Adenotonsillektomie und Gaumennahterweiterung bei Kindern weisen deutliche Erfolge bei der Behandlung von SBAS und SB auf [97, 98, 99, 100, 101, 102, 103]. Dies belegt den kausalen Zusammenhang von SBAS bei Kindern mit dem SB, insbesondere beim Schnarchen und bei Mundatmern.

Abb. 5a,b
figure 5

Wirkungsweise einer Unterkieferprotrusionsschiene (UPS) mit Erweiterung der oberen Atemwege durch eine Protrusion des Unterkiefers im Schlaf

Fazit für die Praxis

  • Beim primären oder idiopathischen SB können die Zähne nur unspezifisch durch Okklusionsschienen geschützt werden, beim sekundären SB müssen auslösende Faktoren identifiziert werden.

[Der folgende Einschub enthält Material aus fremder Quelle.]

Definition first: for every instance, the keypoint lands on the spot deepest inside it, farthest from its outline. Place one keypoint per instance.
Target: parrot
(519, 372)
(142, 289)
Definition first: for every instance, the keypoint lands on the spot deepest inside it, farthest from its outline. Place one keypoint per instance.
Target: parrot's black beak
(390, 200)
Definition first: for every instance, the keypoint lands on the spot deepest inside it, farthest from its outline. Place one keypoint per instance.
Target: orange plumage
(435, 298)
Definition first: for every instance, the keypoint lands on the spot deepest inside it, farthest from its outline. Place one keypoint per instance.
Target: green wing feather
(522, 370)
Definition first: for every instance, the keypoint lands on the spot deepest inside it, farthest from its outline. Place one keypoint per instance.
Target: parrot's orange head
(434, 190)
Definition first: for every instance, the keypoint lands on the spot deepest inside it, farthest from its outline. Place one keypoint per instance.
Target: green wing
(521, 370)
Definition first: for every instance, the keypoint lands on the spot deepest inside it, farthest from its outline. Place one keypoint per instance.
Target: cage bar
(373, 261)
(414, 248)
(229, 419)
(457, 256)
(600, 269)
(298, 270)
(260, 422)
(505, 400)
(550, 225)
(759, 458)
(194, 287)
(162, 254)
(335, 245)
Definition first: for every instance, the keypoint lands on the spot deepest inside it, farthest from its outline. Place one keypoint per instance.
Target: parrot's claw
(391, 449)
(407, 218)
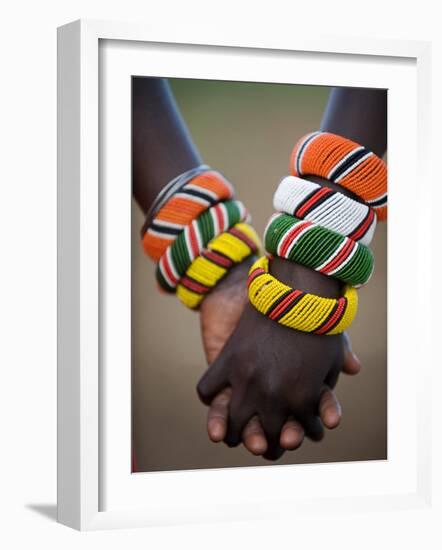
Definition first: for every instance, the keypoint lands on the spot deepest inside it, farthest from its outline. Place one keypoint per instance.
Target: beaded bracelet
(321, 249)
(297, 309)
(344, 162)
(194, 238)
(186, 204)
(309, 201)
(222, 253)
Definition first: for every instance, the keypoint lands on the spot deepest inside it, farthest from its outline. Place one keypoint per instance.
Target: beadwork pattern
(346, 163)
(196, 196)
(297, 309)
(318, 248)
(194, 238)
(333, 210)
(222, 253)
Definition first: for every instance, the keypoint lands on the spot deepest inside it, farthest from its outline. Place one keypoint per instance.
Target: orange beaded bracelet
(343, 162)
(192, 199)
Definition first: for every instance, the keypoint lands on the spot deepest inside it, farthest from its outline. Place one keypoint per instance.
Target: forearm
(360, 115)
(161, 144)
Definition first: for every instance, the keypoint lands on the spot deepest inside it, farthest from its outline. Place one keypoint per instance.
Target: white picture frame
(82, 441)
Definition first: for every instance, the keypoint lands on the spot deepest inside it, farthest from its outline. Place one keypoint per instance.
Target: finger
(272, 422)
(253, 437)
(213, 381)
(352, 364)
(332, 377)
(313, 426)
(292, 435)
(218, 414)
(330, 410)
(239, 415)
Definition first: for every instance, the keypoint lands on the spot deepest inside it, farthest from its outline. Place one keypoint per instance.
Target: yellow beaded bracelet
(297, 309)
(222, 253)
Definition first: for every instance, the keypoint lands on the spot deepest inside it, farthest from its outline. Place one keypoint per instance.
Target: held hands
(269, 385)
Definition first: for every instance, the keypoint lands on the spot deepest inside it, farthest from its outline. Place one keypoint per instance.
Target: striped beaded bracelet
(194, 238)
(190, 199)
(297, 309)
(346, 163)
(222, 253)
(326, 251)
(310, 201)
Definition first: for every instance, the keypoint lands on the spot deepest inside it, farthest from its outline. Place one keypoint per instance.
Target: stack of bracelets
(322, 229)
(196, 232)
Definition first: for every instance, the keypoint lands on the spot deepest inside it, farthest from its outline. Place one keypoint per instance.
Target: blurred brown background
(247, 131)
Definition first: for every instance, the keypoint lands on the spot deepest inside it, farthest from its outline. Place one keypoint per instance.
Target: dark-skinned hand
(220, 314)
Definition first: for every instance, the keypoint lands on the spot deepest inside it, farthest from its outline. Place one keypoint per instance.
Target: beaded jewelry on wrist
(330, 209)
(343, 162)
(297, 309)
(186, 197)
(194, 238)
(321, 249)
(222, 253)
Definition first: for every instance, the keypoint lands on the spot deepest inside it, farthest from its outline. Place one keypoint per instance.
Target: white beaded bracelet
(333, 210)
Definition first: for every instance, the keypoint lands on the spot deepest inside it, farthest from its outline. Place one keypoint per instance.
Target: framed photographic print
(225, 262)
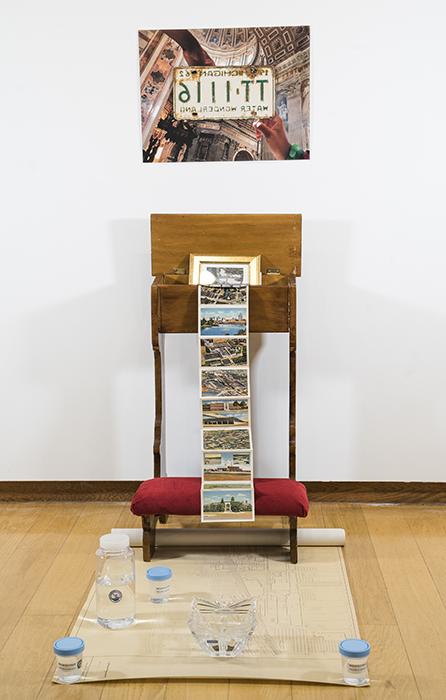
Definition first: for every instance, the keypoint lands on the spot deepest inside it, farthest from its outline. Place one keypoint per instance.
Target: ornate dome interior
(249, 45)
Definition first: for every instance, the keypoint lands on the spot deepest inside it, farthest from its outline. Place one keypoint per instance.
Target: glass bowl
(222, 628)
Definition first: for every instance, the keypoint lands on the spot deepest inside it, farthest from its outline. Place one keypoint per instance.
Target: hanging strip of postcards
(227, 493)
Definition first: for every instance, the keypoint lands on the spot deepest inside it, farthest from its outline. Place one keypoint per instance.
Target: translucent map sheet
(303, 611)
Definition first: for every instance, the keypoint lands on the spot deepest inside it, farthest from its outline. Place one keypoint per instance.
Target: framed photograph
(224, 382)
(229, 502)
(224, 270)
(223, 352)
(223, 320)
(231, 439)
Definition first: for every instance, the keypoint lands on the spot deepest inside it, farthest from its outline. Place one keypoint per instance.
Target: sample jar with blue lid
(355, 656)
(68, 651)
(160, 578)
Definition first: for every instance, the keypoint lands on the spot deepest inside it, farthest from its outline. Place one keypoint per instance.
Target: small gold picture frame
(245, 267)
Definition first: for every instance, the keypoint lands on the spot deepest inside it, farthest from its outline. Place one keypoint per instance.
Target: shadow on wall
(90, 360)
(369, 390)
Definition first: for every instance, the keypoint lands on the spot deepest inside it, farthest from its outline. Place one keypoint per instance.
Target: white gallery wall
(76, 369)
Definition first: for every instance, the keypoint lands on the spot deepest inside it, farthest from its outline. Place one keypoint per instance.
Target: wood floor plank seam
(392, 606)
(2, 645)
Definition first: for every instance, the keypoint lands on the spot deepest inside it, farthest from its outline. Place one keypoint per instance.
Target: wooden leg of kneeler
(148, 536)
(293, 540)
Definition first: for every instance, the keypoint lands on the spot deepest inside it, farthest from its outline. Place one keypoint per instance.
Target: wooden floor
(396, 561)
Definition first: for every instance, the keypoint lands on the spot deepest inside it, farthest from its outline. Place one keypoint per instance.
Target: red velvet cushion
(174, 495)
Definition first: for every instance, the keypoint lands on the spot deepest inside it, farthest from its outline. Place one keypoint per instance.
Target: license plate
(223, 93)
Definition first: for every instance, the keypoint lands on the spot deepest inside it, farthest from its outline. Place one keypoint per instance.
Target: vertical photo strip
(227, 457)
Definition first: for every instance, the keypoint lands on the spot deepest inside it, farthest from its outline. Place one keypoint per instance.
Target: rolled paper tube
(189, 537)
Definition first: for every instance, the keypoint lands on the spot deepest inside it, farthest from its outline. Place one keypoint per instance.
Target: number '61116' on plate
(224, 92)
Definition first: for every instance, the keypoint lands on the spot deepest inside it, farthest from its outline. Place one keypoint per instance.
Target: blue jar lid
(159, 573)
(356, 648)
(69, 646)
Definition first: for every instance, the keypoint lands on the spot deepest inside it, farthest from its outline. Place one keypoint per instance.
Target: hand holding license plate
(226, 92)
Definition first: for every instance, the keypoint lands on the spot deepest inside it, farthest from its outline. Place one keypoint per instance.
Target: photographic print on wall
(225, 94)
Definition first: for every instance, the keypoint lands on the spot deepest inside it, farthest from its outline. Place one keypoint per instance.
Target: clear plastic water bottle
(115, 582)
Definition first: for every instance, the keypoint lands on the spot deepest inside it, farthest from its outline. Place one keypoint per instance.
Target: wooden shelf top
(276, 237)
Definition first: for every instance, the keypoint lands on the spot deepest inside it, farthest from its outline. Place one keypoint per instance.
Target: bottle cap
(69, 646)
(114, 542)
(356, 648)
(159, 573)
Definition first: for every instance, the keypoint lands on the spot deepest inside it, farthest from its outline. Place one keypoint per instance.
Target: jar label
(356, 668)
(71, 666)
(115, 596)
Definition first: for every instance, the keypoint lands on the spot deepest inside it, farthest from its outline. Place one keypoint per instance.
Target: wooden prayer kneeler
(272, 309)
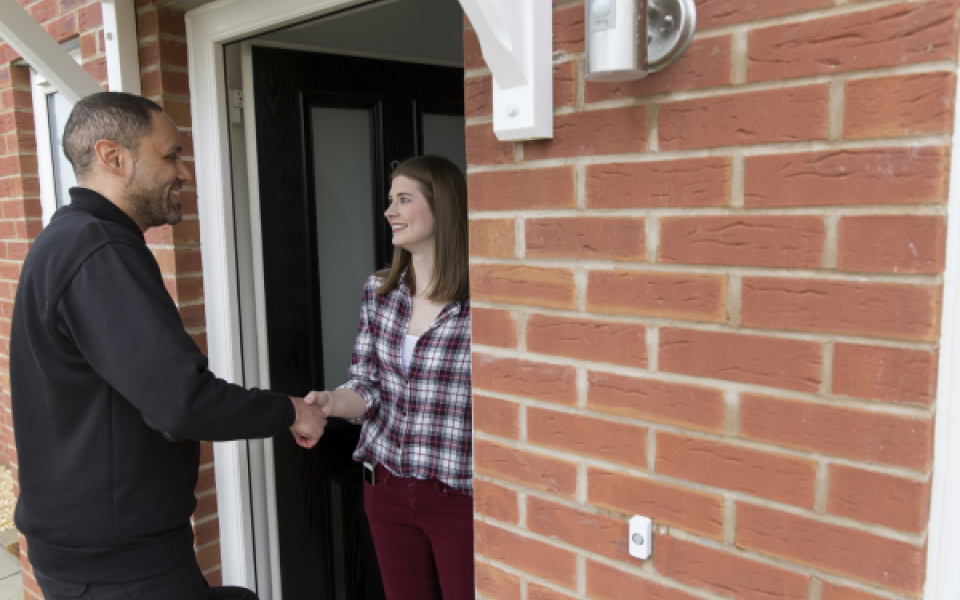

  • SBAS sind ein wichtiger Risikofaktor bei schwerem SB, insbesondere bei längerdauernden atembedingten Sauerstoffabfällen und den damit einhergehenden Weckreaktionen.

  • Besonders bei Kindern, die nachts mit den Zähnen knirschen und schnarchen, ist auf SBAS zu achten. Häufig liegt hier ein sekundärer SB vor, der kausal durch Adenotonsillektomie und/oder kieferorthopädische Verfahren behandelt werden kann.

  • Vor Einsatz klassischer Okklusionsschienen wegen Bruxismus sollten die Patienten nach Symptomen und Zeichen von SBAS gefiltert werden, um diese wesentliche Erkrankung nicht zu übersehen oder sogar zu verstärken.

  • Nach Diagnose- und Indikationsstellung durch Schlafmediziner können Zahnärzte im interdisziplinären Team mit den UPS sowohl die SBAS bessern bzw. beseitigen als auch den SB positiv beeinflussen.